Kubernetes Load Balancer services with external IP addresses are implemented simply as HTTP/TCP load balancers into the GKE cluster node instances.
In order to cleanup, we need to find out the LBs that we should check for. I did not know this until I dove into this, but apparently there isn’t a
gcloud compute loadbalancers command. Instead what you do is to look for
$ gcloud compute forwarding-rules list --format json
Note that I used
--format json because I needed to parse an inspect the entries in a script. You don’t have to do this if you are just doing it by hand.
This will give you a list of forwarding rules, along with some metadata about them. One of the things you should look for is the
description field, which will contain the string
"kubernetes.io/service-name/$your-service-name" . This field will only be populated if the LB was created for a GKE Service. Since we’re currently only interested in this particular resource, we will grep for it, and filter out the forwarding rules that do not have this string.
Next, you need to find the
target-pool to check for. The value is listed under the
target field, but you should also find the region that this target pool is created under. It will be encoded in the field as a URL:
Use your favorite tool to extract this, sed, grep, perl, whatever.
Next, find out details about this target pool by issuing this command:
$ gcloud compute target-pools describe $target-pool --region $region --format json
You need to provide the
--region parameter, or it will ask you for it, and that’s annoying. This is why I instructed you to extract it from the previous URL.
In the target pool’s
instances field, GCE VM names that are associated with this target pool will be listed. Note again, these will be URLs. Use your favorite tool to extract out the
name of these instances.
Now check for the instance’s existence by issuing the following command:
$ gcloud compute instances describe $name --zone $zone --format json
If this command fails for all names in the
instances field, you most likely have a dangling TCP LB. You can delete this by issuing the following TWO commands:
$ gcloud compute forwarding-rules delete $forwarding-rule-name --region $region
$ gcloud compute target-pools delete $target-pool --region $region
The order of these operations matter, as GCP generally does not allow you to delete resources that are being used by another live resource.

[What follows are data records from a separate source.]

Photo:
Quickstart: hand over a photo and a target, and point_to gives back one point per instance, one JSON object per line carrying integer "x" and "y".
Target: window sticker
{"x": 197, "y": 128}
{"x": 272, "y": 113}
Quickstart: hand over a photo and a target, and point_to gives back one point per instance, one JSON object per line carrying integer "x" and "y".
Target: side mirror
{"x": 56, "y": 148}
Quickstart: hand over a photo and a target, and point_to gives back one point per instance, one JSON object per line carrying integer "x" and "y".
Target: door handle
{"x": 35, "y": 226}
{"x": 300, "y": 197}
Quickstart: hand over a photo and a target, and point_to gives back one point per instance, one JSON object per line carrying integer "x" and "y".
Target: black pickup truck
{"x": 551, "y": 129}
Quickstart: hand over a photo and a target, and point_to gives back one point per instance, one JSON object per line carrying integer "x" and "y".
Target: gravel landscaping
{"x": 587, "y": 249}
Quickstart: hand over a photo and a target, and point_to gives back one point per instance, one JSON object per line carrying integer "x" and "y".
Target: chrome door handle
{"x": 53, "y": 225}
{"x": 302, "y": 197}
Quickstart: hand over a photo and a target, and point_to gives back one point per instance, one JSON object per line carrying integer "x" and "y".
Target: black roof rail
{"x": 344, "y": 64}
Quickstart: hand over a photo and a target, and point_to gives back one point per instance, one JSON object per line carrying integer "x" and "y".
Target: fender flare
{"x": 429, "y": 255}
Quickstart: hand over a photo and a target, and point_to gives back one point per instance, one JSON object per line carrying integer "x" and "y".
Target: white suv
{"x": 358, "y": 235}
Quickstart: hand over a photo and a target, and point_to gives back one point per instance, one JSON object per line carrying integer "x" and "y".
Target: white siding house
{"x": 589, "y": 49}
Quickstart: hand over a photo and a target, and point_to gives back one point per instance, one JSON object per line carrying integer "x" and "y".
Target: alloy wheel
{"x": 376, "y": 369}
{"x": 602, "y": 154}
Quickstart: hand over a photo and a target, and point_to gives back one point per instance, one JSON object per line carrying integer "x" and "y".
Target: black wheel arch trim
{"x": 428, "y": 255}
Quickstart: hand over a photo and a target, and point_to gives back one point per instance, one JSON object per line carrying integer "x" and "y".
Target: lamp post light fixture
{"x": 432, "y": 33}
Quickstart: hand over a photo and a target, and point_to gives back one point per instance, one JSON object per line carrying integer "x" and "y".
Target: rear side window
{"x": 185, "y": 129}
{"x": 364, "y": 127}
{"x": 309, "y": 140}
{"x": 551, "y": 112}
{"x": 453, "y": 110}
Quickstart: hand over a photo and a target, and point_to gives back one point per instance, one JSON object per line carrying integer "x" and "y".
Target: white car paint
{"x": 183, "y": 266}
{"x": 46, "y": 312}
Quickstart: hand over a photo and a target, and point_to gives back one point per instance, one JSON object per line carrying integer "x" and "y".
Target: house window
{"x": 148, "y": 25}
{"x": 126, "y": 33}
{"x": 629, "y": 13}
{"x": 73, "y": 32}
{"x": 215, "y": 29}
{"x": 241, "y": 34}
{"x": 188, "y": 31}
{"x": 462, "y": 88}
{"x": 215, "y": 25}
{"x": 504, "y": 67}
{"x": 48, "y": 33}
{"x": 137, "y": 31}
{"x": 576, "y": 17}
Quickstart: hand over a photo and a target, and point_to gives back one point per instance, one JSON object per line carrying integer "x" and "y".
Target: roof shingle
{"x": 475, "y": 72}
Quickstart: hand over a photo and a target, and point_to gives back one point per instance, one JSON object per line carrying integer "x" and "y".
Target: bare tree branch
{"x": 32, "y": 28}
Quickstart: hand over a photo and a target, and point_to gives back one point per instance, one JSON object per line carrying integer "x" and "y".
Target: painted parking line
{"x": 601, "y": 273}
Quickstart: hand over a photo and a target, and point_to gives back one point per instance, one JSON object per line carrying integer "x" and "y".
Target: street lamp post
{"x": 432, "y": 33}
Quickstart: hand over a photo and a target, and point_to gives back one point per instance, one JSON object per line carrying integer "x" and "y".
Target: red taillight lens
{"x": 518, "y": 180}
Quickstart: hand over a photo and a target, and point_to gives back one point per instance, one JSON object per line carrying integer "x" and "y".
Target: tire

And now your TCP LB should be gone.
Finally, this is the script I wrote to automate this https://gist.github.com/lestrrat/2407c11947fbe2cd3c8770c959aa06d3
I should also mention that the same thing (dangling LBs) happens to my HTTP(s) LBs created by Kubernetes Ingress resources. I just didn’t write the feature to delete these in my script, because I deleted them manually by hand right before deciding to write the script :)
The best thing that could happen is for this issue to go away, but for now, at least I don’t have to investigate how to do this again, so I’m happy.